DS Automobiles abre una nueva etapa que redefine su ambición tecnológica y su posicionamiento global. La firma francesa da un giro estratégico para seguir liderando la innovación en el segmento premium.
Tras más de una década marcando el paso en la Fórmula E, la marca da el salto a la SailGP, considerada la Fórmula 1 del mar.Este movimiento no es un simple cambio de disciplina, sino una evolución natural de su ADN competitivo. DS ha demostrado que la competición es su mejor laboratorio.
Ahora, tras dominar los circuitos eléctricos, se adentra en un entorno completamente distinto con la misma ambición de excelencia.
La historia de DS Automobiles en la Fórmula E es un ejemplo de visión y compromiso. Desde sus inicios, apostó por una competición que aún generaba dudas. Aquella decisión temprana fue clave para construir una trayectoria llena de éxitos.

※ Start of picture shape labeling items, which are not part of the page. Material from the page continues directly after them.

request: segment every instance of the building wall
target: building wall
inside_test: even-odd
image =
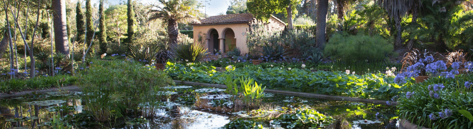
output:
[[[273,31],[282,31],[284,30],[286,24],[278,21],[273,17],[270,17],[267,24],[268,28]],[[240,49],[242,54],[248,53],[248,48],[246,45],[246,33],[249,31],[249,23],[220,24],[213,25],[194,25],[194,43],[199,44],[206,49],[217,48],[209,48],[208,42],[211,41],[209,35],[212,29],[215,29],[219,33],[219,38],[224,38],[224,31],[230,29],[235,32],[235,39],[236,41],[236,48]],[[229,45],[225,45],[228,48]],[[208,52],[213,51],[209,50]]]

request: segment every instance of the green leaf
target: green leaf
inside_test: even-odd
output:
[[[468,111],[465,110],[460,110],[458,111],[458,113],[460,114],[463,115],[464,116],[466,117],[472,122],[473,122],[473,116],[472,115],[472,113],[469,112]]]

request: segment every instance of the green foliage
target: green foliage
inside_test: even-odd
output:
[[[349,35],[337,33],[325,46],[324,53],[346,62],[379,61],[393,54],[393,46],[379,35]]]
[[[151,64],[158,49],[157,46],[151,47],[130,46],[130,56],[143,64]]]
[[[331,116],[305,107],[296,110],[293,113],[283,114],[272,123],[288,129],[318,129],[330,125],[334,120]]]
[[[227,56],[230,57],[240,56],[241,55],[241,50],[238,48],[235,48],[232,50],[227,52]]]
[[[186,35],[187,36],[187,37],[189,38],[194,38],[194,30],[189,30],[189,31],[181,30],[179,31],[179,32],[181,32],[182,34],[186,34]]]
[[[134,62],[94,61],[78,77],[83,98],[99,121],[125,116],[152,116],[161,87],[174,85],[163,72]]]
[[[297,5],[300,0],[249,0],[246,2],[248,11],[257,19],[268,21],[271,15],[274,13],[284,13],[287,16],[286,7],[290,7],[294,17],[297,14]]]
[[[21,91],[26,89],[41,90],[68,86],[75,84],[77,80],[76,77],[67,75],[40,76],[27,80],[12,79],[0,82],[0,92]]]
[[[270,89],[364,98],[390,99],[398,95],[404,87],[394,83],[394,77],[384,74],[357,75],[340,71],[312,72],[307,69],[297,68],[301,67],[300,64],[294,65],[294,67],[269,66],[271,64],[273,64],[234,66],[235,70],[217,72],[213,69],[215,67],[201,64],[183,65],[168,63],[169,68],[167,70],[169,76],[181,81],[228,85],[228,83],[233,83],[233,79],[249,78],[258,82],[258,85],[265,85]],[[233,77],[228,78],[228,75]],[[236,85],[232,85],[232,89],[237,87]],[[241,90],[229,89],[229,92],[237,93]]]
[[[222,128],[225,129],[263,129],[263,125],[258,122],[238,119],[230,121],[223,126]]]
[[[206,55],[207,49],[194,44],[181,44],[174,48],[174,56],[181,61],[196,63]]]
[[[265,58],[261,60],[265,60],[266,61],[282,61],[285,59],[286,55],[287,54],[284,47],[278,45],[274,46],[263,46],[262,50],[260,52],[261,52]]]
[[[406,87],[405,91],[409,93],[403,94],[398,99],[399,117],[430,129],[473,128],[471,120],[473,104],[470,102],[473,100],[473,89],[471,84],[465,85],[466,81],[472,79],[472,74],[460,74],[455,79],[431,77],[422,83]],[[432,86],[440,84],[444,88]],[[451,115],[442,117],[441,113],[446,109],[451,111]],[[431,119],[430,114],[436,118]]]

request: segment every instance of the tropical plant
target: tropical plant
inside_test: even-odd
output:
[[[156,63],[166,64],[168,62],[168,60],[172,58],[172,52],[169,50],[161,50],[156,54],[155,57],[156,57]]]
[[[208,53],[206,49],[194,44],[182,44],[176,46],[173,53],[178,60],[191,63],[199,62]]]
[[[178,23],[196,21],[199,11],[196,1],[191,0],[159,0],[163,6],[151,8],[150,20],[160,19],[168,24],[168,44],[171,47],[179,42]]]
[[[407,87],[398,99],[399,117],[430,129],[473,128],[472,74],[431,78]]]
[[[130,46],[129,48],[130,56],[133,58],[135,61],[143,64],[151,64],[153,58],[156,55],[158,47],[154,46],[146,47],[140,45],[139,46]]]

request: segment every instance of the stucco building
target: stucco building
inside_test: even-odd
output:
[[[207,52],[226,52],[237,48],[242,54],[247,53],[246,33],[253,24],[262,24],[251,14],[216,16],[201,20],[201,23],[192,24],[194,43],[200,44]],[[271,16],[264,24],[268,28],[282,31],[286,23]]]

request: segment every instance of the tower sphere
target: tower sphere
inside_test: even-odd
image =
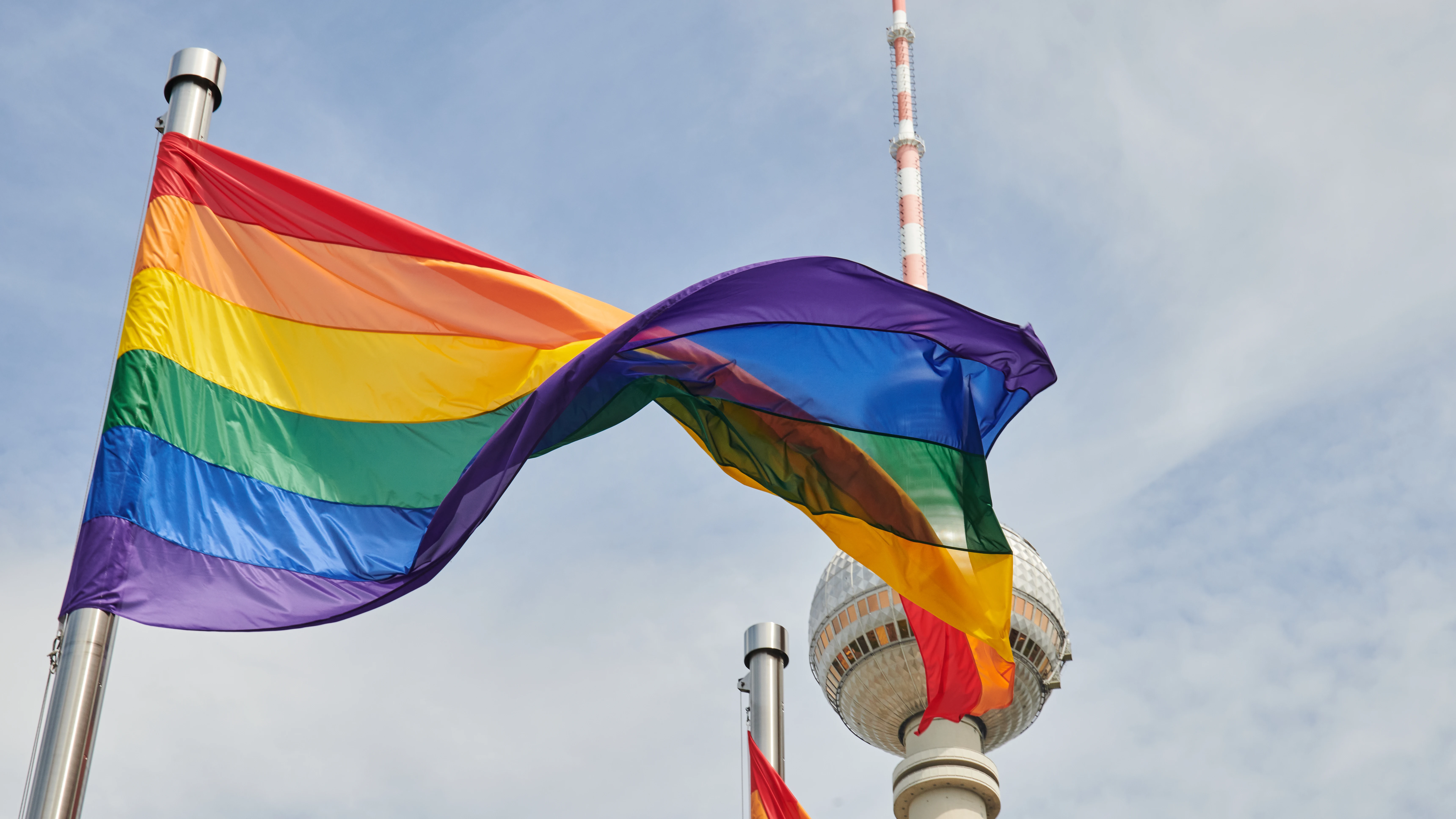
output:
[[[1016,656],[1012,704],[981,716],[984,748],[1031,727],[1061,688],[1072,646],[1061,596],[1035,546],[1002,526],[1013,555],[1010,643]],[[904,756],[904,733],[926,707],[925,665],[906,612],[890,586],[840,552],[824,567],[810,606],[810,667],[828,704],[855,736]]]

Desde su debut en 2015, la marca acumuló cuatro títulos mundiales, dos de pilotos y dos de constructores. Además, logró 18 victorias, 55 podios y 26 pole position en distintos continentes. Europa, Asia, América y África fueron testigos de su dominio.
Los títulos logrados en las temporadas 2018-2019 y 2019-2020 consolidaron su posición de referencia. Pilotos como Jean-Éric Vergne y António Félix da Costa llevaron a DS a lo más alto. La marca francesa compitió y venció a grandes fabricantes con tradición tecnológica consolidada.
Tecnología de competición aplicada a la calle
El verdadero valor del paso por la Fórmula E no se mide solo en trofeos. DS ha sabido trasladar ese conocimiento a sus modelos de producción. La eficiencia energética, el software y la frenada regenerativa son ejemplos claros.
Vehículos como el DS Nº4, Nº7 y Nº8 integran soluciones desarrolladas en competición. Estas innovaciones permiten alcanzar autonomías de hasta 750 kilómetros en versiones electrificadas. La transferencia tecnológica es directa y tangible para el conductor.

Este enfoque refuerza el posicionamiento premium de la marca. No se trata solo de diseño o confort, sino de ingeniería avanzada aplicada al día a día. DS ha convertido la competición en una herramienta real de desarrollo.
El E-Prix de Madrid marcó un momento histórico para la Fórmula E y para DS Automobiles. El Circuito del Jarama volvió a acoger un campeonato mundial tras décadas de ausencia.
Más de 30.000 espectadores llenaron las gradas en un evento que colgó el cartel de completo. La presencia del Felipe VI subrayó la relevancia institucional del acontecimiento. El impacto mediático y económico fue notable para la ciudad.
La carrera ofreció un espectáculo vibrante, decidido en los últimos instantes. DS volvió a demostrar su capacidad competitiva en un circuito exigente. Aunque los resultados no acompañaron completamente, el rendimiento del equipo evidenció su experiencia.
El paso por la Fórmula E deja una huella imborrable en la historia de DS Automobiles. La marca no solo compitió, sino que ayudó a construir el campeonato desde sus inicios. Ese compromiso fue reconocido por figuras clave del sector.

Alberto Longo destacó el papel fundamental de DS en el crecimiento de la competición. La firma francesa apostó cuando pocos creían en el proyecto. Esa visión temprana fue determinante para el éxito global del campeonato.
Durante once años, DS construyó una reputación sólida basada en resultados y tecnología. Superó a fabricantes con mayor tradición en automovilismo. Ese legado es la base sobre la que se construye su nuevo desafío.